Por una literatura de la evasión

Alejandro Badillo
Octubre-noviembre de 2022

 

 

Variaciones suprematistas (1919), Kazimir Malevich. (Imagen: Art Media / Print Collector / Getty Images)


En los tiempos actuales hay una fascinación por la realidad y lo fácilmente identificable. La literatura, en particular, se ha volcado a una suerte de exhibición cada vez más detallada de las múltiples violencias que vivimos todos los días. Los autores señalan, mediante sus obras, los males de nuestra sociedad. Algunos creen que el arte representa una evasión superficial y, por eso, apuestan por escarbar en la herida para despertar a los lectores de su letargo. Los símbolos y alegorías son, para este sector, murmullos cuando se necesitan afirmaciones claras, señalamientos contundentes. Si el gobierno y los poderes fácticos permiten que se agraven las crisis que estelarizan, todos los días, los noticieros, no hay que dejarlos en paz y gritar a través de nuestros libros, saturar el discurso público, sumarse a un activismo que lo mismo aparece en la calle que en las redes sociales. La ficción, para los enemigos de la imaginación, está desgastada porque no habla de la “realidad” y, justo ahora, se necesita mostrarla en una catarsis colectiva.

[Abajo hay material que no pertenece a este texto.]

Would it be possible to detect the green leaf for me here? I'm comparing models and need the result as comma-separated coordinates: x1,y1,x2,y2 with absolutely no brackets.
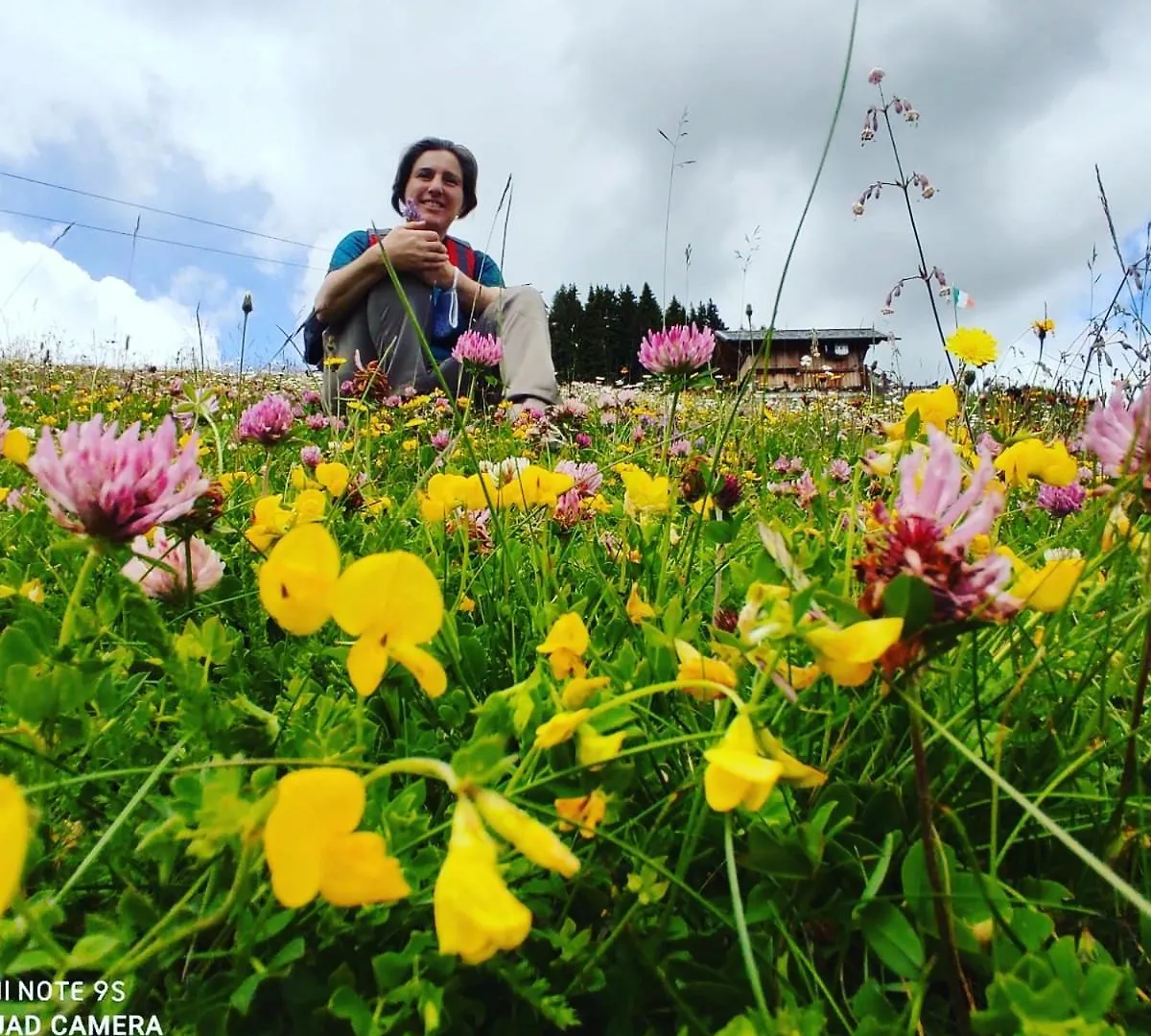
328,985,382,1036
451,735,507,784
68,934,120,971
852,831,896,921
882,572,934,638
703,522,736,546
859,903,927,978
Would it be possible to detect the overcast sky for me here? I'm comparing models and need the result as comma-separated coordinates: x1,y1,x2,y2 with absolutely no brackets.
0,0,1151,388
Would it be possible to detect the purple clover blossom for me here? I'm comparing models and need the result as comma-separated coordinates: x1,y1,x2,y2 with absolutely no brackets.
451,332,503,368
828,457,852,483
1083,384,1151,478
556,460,603,497
1035,483,1087,518
237,393,294,447
28,413,209,542
639,323,716,376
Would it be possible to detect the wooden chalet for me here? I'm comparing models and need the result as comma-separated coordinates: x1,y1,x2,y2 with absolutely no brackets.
712,328,888,391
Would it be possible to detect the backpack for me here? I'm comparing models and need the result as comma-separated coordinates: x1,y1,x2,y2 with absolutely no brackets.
301,230,476,367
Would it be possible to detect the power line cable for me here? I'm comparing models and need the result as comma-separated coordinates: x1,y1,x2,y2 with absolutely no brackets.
0,208,324,272
0,169,323,252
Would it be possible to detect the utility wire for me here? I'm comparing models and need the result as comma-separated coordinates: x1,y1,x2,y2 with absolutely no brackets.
0,208,326,272
0,169,323,254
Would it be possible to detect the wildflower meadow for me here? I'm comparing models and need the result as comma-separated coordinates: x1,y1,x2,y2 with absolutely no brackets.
0,62,1151,1036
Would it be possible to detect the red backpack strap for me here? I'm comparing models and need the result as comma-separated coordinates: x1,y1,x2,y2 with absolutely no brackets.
444,237,476,281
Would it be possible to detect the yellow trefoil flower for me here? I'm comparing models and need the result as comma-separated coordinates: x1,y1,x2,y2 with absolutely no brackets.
675,640,739,701
0,428,33,467
576,723,627,770
432,798,531,965
626,582,655,626
474,789,579,877
615,464,671,518
804,618,904,687
703,712,784,812
536,611,591,680
534,709,592,748
0,773,33,916
996,438,1078,485
556,789,608,838
559,677,611,709
264,766,411,908
332,551,448,697
316,460,351,496
884,385,959,438
257,523,340,637
1008,551,1087,612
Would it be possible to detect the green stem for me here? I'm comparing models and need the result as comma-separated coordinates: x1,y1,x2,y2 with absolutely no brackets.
12,893,68,972
364,756,459,792
723,812,771,1028
57,540,103,647
52,737,188,906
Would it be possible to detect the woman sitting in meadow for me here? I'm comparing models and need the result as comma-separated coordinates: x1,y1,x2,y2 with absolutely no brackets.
305,137,558,415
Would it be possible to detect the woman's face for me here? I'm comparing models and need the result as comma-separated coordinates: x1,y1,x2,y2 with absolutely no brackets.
404,151,464,235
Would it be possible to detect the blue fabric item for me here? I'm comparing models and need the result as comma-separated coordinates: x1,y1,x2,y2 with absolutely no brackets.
328,230,505,363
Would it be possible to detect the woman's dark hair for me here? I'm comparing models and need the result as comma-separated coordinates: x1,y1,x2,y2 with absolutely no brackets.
391,137,480,219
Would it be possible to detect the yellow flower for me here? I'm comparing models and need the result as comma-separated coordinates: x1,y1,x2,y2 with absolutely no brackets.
264,766,411,908
703,712,784,812
536,611,589,680
534,709,592,748
884,385,959,438
2,428,33,467
559,677,611,709
576,723,627,770
1008,551,1087,612
675,640,739,701
432,799,531,965
948,327,999,367
996,438,1078,485
332,551,448,697
556,789,608,838
257,523,340,637
316,460,351,496
0,773,33,916
244,495,293,551
626,582,655,626
500,464,576,508
220,471,255,494
805,618,904,687
476,789,579,877
615,464,671,518
415,472,472,523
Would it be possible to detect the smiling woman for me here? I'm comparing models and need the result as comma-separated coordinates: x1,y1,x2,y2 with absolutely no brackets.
306,137,558,412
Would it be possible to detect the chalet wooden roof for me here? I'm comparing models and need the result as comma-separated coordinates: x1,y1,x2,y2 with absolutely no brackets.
714,327,890,345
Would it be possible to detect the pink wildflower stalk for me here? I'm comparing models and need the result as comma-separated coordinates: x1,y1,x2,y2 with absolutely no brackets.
451,332,503,367
1083,385,1151,478
237,392,294,447
120,529,224,602
639,323,716,375
857,428,1020,623
556,460,603,499
28,413,209,542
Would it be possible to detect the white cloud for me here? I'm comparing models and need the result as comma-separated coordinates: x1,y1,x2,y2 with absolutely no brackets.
0,231,219,366
0,0,1151,388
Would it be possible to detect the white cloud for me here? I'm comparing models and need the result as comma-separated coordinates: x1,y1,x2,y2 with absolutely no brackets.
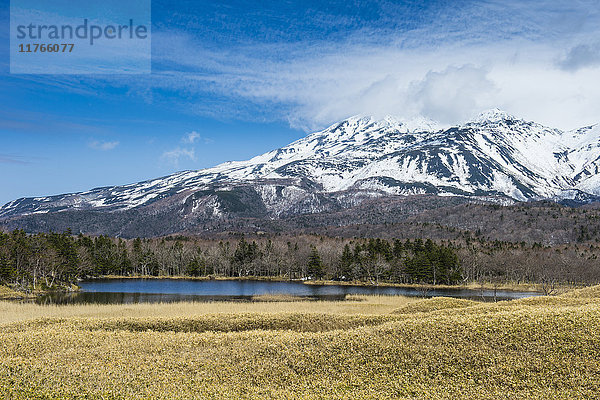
161,147,196,167
181,131,202,144
557,43,600,71
34,0,600,131
88,140,119,151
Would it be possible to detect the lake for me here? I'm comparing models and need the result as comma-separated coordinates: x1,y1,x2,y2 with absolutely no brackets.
37,279,540,304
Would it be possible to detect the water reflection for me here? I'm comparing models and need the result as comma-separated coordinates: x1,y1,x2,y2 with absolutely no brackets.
37,279,539,304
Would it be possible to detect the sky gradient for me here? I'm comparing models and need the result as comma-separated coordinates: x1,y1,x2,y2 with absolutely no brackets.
0,0,600,204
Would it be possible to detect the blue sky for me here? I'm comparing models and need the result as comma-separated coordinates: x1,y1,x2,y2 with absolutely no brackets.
0,0,600,204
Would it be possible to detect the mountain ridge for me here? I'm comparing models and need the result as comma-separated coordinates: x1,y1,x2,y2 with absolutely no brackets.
0,109,600,238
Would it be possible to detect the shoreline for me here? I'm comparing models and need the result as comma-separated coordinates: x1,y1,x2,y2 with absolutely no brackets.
88,275,552,293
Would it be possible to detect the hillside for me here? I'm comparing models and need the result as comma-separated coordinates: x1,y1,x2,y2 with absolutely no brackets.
0,110,600,237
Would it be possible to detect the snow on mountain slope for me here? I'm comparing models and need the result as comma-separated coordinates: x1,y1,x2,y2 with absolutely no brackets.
0,109,600,217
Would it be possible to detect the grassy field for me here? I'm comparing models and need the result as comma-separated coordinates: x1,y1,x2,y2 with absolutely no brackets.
0,287,600,399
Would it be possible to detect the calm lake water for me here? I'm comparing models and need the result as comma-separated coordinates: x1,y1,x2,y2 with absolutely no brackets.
37,279,539,304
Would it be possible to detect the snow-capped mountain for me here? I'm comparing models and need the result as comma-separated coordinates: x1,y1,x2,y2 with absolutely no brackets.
0,109,600,228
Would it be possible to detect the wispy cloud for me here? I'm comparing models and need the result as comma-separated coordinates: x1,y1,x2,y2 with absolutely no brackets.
181,131,202,144
161,147,196,167
88,140,119,151
557,43,600,72
5,0,600,130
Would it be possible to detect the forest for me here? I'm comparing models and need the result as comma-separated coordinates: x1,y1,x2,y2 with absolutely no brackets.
0,230,600,290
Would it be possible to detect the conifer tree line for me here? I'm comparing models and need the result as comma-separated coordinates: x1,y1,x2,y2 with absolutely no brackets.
0,230,462,288
0,230,600,289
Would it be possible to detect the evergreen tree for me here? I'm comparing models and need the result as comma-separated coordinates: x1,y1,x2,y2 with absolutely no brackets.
307,246,325,279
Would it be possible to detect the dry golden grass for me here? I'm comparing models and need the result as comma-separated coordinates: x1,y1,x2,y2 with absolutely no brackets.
0,288,600,399
393,297,480,314
0,295,416,325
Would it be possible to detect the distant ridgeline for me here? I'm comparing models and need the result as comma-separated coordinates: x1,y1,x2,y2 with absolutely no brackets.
0,230,463,289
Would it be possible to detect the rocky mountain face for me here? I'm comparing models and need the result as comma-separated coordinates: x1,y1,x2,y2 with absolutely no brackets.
0,110,600,236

Por supuesto, la industria editorial ha encontrado un mercado ávido de historias con nombres y hechos identificables, radiografías de asesinatos, expedientes de los desaparecidos y crímenes que encolerizan a la gente. Así, tenemos a un público cautivo que se lamenta leyendo la novela de moda, un texto que le ofrece un escenario que ya conoce y que, en el mejor de los casos, revela sólo su gravedad. Una vez que el lector cierra el libro está listo para otro ejercicio de masoquismo compartido con otros como él. La ficción, es decir, la imaginación literaria, parece no tener cabida en este mundo. Es cierto, se siguen publicando historias de fantasía, y en otras narrativas —la cinematográfica, por ejemplo— hay ejercicios interesantes que proponen al espectador un mundo diferente al que lo rodea.

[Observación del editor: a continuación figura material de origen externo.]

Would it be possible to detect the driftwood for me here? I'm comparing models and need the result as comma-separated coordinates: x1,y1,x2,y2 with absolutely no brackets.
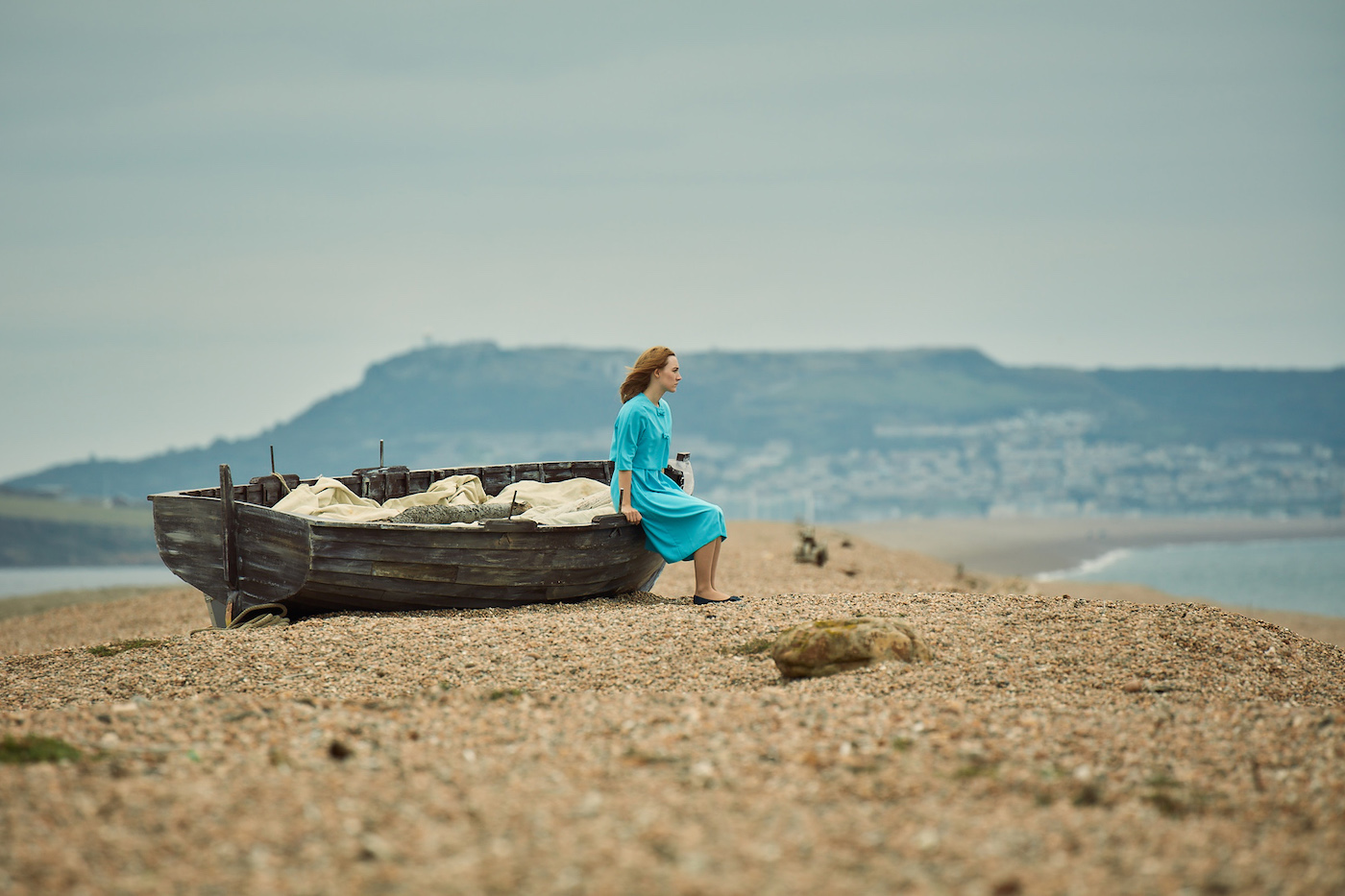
387,503,517,526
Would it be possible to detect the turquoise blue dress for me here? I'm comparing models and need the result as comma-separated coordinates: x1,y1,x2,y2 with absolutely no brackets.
611,393,729,564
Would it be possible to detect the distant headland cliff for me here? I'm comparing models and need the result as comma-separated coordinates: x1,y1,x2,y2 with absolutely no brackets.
4,343,1345,521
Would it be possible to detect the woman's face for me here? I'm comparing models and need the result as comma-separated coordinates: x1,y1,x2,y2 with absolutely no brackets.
649,355,682,392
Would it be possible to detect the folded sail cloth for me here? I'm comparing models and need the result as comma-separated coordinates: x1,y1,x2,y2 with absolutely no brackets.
273,476,616,526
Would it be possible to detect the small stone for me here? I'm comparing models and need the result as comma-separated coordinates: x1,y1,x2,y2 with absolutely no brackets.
770,617,934,678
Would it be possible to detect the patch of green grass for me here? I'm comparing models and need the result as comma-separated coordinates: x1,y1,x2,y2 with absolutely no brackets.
88,638,164,657
0,735,80,765
720,638,774,657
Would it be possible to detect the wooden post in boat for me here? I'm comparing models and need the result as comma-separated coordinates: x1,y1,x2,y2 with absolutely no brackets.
219,464,238,625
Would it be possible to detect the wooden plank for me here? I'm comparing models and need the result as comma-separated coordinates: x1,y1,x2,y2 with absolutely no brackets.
219,464,238,591
152,496,228,600
312,545,649,569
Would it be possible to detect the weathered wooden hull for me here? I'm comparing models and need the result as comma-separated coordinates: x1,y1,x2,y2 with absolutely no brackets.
149,462,663,625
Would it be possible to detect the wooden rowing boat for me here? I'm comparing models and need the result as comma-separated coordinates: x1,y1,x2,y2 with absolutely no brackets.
149,460,665,628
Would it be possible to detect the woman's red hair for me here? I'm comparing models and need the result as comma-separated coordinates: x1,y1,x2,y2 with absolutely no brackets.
622,346,676,405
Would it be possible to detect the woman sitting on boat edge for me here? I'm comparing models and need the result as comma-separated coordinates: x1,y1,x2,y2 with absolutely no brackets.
611,346,741,604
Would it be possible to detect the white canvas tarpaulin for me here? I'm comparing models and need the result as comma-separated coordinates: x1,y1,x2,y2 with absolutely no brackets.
273,476,616,526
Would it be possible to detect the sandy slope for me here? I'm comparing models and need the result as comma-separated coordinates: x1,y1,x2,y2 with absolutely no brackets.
0,524,1345,895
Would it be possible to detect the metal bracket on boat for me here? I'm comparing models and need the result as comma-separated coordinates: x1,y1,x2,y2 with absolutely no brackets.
351,464,411,503
481,520,537,531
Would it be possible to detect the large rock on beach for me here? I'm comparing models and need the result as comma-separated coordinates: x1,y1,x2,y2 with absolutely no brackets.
770,617,934,678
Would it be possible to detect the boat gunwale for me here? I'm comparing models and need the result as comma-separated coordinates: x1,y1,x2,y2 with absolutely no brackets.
147,460,640,537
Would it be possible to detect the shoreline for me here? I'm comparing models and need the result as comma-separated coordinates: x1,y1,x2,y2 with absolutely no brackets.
831,517,1345,581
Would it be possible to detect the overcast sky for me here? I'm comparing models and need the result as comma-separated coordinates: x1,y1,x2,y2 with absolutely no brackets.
0,0,1345,479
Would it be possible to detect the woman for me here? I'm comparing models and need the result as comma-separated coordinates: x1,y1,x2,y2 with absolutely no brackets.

Si en el pasado se construyó la idea de una literatura comprometida, ahora, con el supuesto fin de las ideologías, el único compromiso es con las causas que, uniformemente, se promueven en las redes sociales y con las cuales es imposible disentir. Las presentaciones de libros transformadas no en oportunidades de diálogo con los lectores, sino en actos políticos en los que se deja atrás la imaginación para dar paso a la consigna, son cada vez más comunes. ¿Por qué necesitamos la imaginación literaria? Necesitamos evadirnos, despojarnos de la realidad que nos aturde y del exceso de información que funciona como una nueva ceguera. El realismo literario del siglo xxi, trasladado a este nuevo siglo, funciona como el concreto armado que dio origen a las construcciones en serie y al fin de las urbes como espacios imaginativos. Las obras que se consumen masivamente practican una suerte de utilitarismo que se desvanece una vez que llegamos a la última página. Necesitamos, por tanto, una defensa de lo inútil, que el lector compruebe que el libro que tiene enfrente cumpla el capricho del escritor y se aleje de cualquier intención práctica.

 

Por una ficción que nos ayude a entender mejor la realidad

Juan José Saer, escritor argentino, en su ensayo “El concepto de ficción” problematiza el concepto de “verdad”. La verdad, dice, no es la otra cara de la ficción. La verdad es un territorio maleable y lleno de afortunados riesgos: “Al dar un salto hacia lo inverificable, la ficción multiplica al infinito las posibilidades de tratamiento. No vuelve la espalda a una supuesta realidad objetiva: muy por el contrario, se sumerge en su turbulencia, desdeñando la actitud ingenua que consiste en pretender saber de antemano cómo esa realidad está hecha”. ¿La verdad, entonces, sólo existe en una crónica periodística o en el testimonio directo? ¿Qué sirve más en los productos que el mercado etiqueta como literatura? ¿Regodearnos en un montón de datos y hechos puntuales o, por el contrario, introducirnos en un personaje ficticio que puede interrogarnos desde distintas épocas, lejos del detonante que le dio origen? La diferencia entre la ciencia ficción que pronto quedó rebasada por la realidad y las obras que abandonaron el camino seguro que planteaba el desarrollo tecnológico, es que las segundas, a través de la especulación libre, su falta de anclaje en lo seguro, adquirieron dimensiones proféticas. En estos años, justamente, han mostrado su valor las obras de Stanisław Lem, Ursula K. Le Guin, Ray Bradbury o Philip K. Dick, entre otros. 

 

Por una literatura que no sea una cámara fotográfica

Con la llegada de la cámara fotográfica y el cine se logró una aproximación directa a la realidad. Ya no más intermediarios. La técnica —tecnología— fue importante, pero el artista tuvo que interrogar la objetividad de la imagen. La clave ya no era el pincel sino la perspectiva, la forma de mirar. El llamado progreso limitó la imaginación porque los artistas fundaban su revolución en los medios para transformar la realidad: la máquina de escribir, por ejemplo, convirtió al escritor en un engranaje más dispuesto a contribuir a un fin más grande. El sueño colectivista demeritó el genio propio del creador romántico y lo alejó de los terrenos de la locura.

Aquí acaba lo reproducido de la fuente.